Cosa Significa per gli Investitori Bitcoin
Per chi detiene o valuta l’acquisto di Bitcoin, il dato sulla difficulty va letto come indicatore di salute strutturale della rete — non come segnale diretto di prezzo. Storicamente, i periodi di ribasso della difficulty hanno coinciso con fasi di accumulazione interessanti: meno miner attivi significa meno pressione di vendita sul mercato (i miner vendono tipicamente BTC per coprire i costi operativi), creando un contesto potenzialmente più favorevole per la domanda.
Questo articolo non costituisce consulenza finanziaria. Le condizioni di mercato possono variare significativamente. Per seguire in tempo reale l’evoluzione del mining e dell’hashrate di Bitcoin, scarica l’app BitcoinLive24 e resta aggiornato con le nostre analisi quotidiane.
FAQ — Domande Frequenti sul Difficulty Adjustment di Bitcoin
Cos’è il difficulty adjustment di Bitcoin?
Il difficulty adjustment è il meccanismo automatico con cui il protocollo di Bitcoin modifica ogni 2.016 blocchi (circa due settimane) la complessità del calcolo necessario per produrre un nuovo blocco. L’obiettivo è mantenere il tempo medio di produzione intorno ai 10 minuti per blocco, indipendentemente da quanti miner siano attivi.
Perché la difficulty di Bitcoin è scesa del 5% l’11 luglio 2026?

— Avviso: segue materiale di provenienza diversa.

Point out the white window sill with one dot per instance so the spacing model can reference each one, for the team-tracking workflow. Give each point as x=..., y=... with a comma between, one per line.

La difficulty è scesa del 5% perché l’hashrate medio della rete nelle due settimane precedenti al blocco 957.600 era inferiore al periodo precedente. Meno potenza computazionale attiva significa blocchi prodotti più lentamente del target, e il protocollo ha compensato abbassando la soglia di difficoltà a 127,17 trilioni.
Un calo della difficulty è positivo o negativo per Bitcoin?

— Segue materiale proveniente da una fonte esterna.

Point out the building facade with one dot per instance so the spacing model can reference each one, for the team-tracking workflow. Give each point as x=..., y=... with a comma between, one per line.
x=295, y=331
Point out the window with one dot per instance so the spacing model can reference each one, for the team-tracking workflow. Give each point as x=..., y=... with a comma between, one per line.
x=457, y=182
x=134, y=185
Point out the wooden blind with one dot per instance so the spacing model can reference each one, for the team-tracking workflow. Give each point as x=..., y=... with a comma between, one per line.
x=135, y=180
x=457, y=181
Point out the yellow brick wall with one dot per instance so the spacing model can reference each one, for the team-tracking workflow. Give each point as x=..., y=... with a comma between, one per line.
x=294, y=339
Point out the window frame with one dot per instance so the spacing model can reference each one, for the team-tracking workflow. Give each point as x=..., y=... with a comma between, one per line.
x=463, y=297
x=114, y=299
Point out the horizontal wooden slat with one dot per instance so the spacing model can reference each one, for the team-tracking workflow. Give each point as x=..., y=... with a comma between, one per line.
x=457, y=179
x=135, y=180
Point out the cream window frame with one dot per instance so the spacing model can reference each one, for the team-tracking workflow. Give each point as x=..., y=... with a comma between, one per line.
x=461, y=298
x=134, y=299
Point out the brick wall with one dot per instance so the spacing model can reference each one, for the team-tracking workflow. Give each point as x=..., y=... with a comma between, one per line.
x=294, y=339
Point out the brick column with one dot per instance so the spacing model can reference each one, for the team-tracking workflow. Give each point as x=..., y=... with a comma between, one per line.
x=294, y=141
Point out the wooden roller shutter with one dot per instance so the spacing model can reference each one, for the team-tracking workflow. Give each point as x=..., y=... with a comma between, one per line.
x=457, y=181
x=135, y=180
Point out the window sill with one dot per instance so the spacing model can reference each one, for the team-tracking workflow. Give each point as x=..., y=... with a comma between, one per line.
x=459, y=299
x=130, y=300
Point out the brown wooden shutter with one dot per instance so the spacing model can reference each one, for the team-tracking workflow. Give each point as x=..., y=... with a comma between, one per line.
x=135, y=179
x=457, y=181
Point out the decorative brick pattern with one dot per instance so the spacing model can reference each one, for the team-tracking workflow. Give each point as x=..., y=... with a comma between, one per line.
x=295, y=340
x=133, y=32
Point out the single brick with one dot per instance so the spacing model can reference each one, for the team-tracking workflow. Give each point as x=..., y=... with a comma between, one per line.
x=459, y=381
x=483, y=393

Un calo della difficulty è neutro per la sicurezza della rete e tendenzialmente positivo per i miner che restano attivi, che ottengono una quota maggiore delle ricompense per blocco. Per gli investitori, storicamente questi periodi coincidono con minore pressione di vendita da parte dei miner, potenzialmente favorevole all’andamento del prezzo.
Quanto vale attualmente la difficulty di Bitcoin?
Dopo il 14° aggiustamento del 2026 (blocco 957.600, 11 luglio), la difficulty di Bitcoin è pari a 127,17 trilioni, in calo da 133,87 trilioni. Il dato è verificabile in tempo reale su Blockchain.com Explorer.
Quando avverrà il prossimo aggiustamento della difficulty di Bitcoin?
Il prossimo difficulty adjustment è atteso intorno al blocco 959.616, indicativamente a fine luglio 2026, circa due settimane dopo l’11 luglio 2026.